When he regained his senses, the storm was now lighted by the erratic flashes of electric spears as they stabbed the ocean waves. The seas tossed and swerved madly. The very air shook with thunder. Out of the corner of his eye, he noticed a small mass of land, and even without being able to hear his voice over the sounds of the maddened ocean, Link knew the king was screaming for him to go there and take shelter. Link took hold of the mast, forcing the sail to catch hold of that lone northwesterly column of wind that would take him to Greatfish Isle.

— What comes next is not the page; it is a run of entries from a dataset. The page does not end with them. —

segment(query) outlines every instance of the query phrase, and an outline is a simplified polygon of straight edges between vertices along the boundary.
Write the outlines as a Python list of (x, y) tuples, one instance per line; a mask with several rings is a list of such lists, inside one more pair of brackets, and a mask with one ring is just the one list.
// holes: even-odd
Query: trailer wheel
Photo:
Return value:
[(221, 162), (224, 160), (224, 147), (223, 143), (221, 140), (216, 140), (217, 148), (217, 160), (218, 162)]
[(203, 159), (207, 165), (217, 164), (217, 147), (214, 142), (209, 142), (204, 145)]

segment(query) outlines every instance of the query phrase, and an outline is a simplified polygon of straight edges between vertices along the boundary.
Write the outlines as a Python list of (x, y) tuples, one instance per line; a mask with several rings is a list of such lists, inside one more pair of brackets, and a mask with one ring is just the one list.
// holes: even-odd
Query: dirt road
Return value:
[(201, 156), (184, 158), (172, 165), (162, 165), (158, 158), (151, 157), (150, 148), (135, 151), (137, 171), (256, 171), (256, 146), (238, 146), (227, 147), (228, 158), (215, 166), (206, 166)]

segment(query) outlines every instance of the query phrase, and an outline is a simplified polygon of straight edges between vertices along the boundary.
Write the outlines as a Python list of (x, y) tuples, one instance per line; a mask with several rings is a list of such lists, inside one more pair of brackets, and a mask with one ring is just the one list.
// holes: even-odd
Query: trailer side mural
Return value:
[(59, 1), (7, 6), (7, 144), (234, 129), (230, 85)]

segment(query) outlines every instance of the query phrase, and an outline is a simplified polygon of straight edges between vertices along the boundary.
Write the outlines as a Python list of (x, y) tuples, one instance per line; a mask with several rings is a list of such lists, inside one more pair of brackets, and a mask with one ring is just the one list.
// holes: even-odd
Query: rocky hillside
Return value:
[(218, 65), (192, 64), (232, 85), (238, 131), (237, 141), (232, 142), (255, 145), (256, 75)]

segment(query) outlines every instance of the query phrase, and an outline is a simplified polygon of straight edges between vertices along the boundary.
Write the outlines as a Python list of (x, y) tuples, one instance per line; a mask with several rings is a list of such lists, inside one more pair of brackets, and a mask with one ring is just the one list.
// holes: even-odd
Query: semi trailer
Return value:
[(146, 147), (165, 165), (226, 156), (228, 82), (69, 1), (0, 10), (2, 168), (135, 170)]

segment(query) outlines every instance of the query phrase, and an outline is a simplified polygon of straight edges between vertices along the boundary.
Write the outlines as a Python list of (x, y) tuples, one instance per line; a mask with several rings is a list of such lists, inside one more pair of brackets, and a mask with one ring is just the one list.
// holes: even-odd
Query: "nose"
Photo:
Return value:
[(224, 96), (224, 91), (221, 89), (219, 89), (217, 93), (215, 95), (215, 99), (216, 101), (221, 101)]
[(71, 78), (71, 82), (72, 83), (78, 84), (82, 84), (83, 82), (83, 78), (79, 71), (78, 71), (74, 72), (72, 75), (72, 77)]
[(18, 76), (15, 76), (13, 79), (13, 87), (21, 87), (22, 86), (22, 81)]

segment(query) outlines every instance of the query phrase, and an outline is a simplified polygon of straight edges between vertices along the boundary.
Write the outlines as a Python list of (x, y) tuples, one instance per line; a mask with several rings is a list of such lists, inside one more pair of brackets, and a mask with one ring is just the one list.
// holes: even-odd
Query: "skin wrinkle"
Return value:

This was a sailing unlike any the boy in green had ever imagined before. Stray gusts of wind lashed and cut at him, and the waves of a sea gone mad crashed into him so that he breathed salt water and exhaled brine. The currents tried to take the rudder from his hand and pull him astray. The wood of the boat groaned under the conflicting stresses of Link and the storm, battling over who would determine their course. This sea was no respectable adversary of nature to be conquered. It was a bitter enemy who hated Link as much as he hated it.

Link continued like this throughout most of the night, fighting the hostile world around. Fighting the sea which made the world's floor, fighting the stormy sky that was its roof. He fought because it was his duty to fight, even if he was just a boy in a little red sailboat. Cyclones had begun forming, creating strange disturbances in the air pressure when he sailed by them, pulling at his boat and at the deepest recesses of his chest and guts. The lightening tried twice more to strike at him, abandoning its erratic nature to make a swipe at him like the arc of his enemy's sword.

The chill of the rain began to touch him on a level deeper than the shiver of his skin. He could feel the cold begin to fill his bones, weakening them, stealing their youth and brittling them like his grandmother's. His hands had begun to shake beyond his control. Infuriating! He had to battle the forces of nature, to wrestle this demon storm for control of his very boat, and his own body could not afford him a suitable grip. So be it. He was already waging war against the forces of hell itself, what little more was it if he had to fight his own body as well. What little resistance could it put up in compare?

The same sharp eyes that had made out the coming storm detected something else. Link stopped the King and again drew the telescope. "Is that it?" Link shouted over the scream of the storm? "That island in the distance. Is that Greatfish Isle?" Even without the King's response, Link thought it so. The heart of the storm was perched over the island, laying claim to it as if it were its own. It only made sense with inauspicious nature of this storm that this be his destination.

The King turned so that he could be made out. The carved lion's head looked fearsome in the electric half-light. "Yes it is." Link bothered to muster up the energy of a smile for this.

Just then, something hard crashed into the boat with such force to almost cast him out. Link grabbed the King of Red Lion's side to steady himself. It was then that he saw the purple fin and the great stone nose gliding by. Staring directly at him were those sickly yellow half-submerged eyes. Sharks.

They weren't here as a part of the evil that spawned the storm. They were mere scavengers who saw an easy meal. Link stared death right back at those yellow eyes. If he had to fight them as well, then so he would.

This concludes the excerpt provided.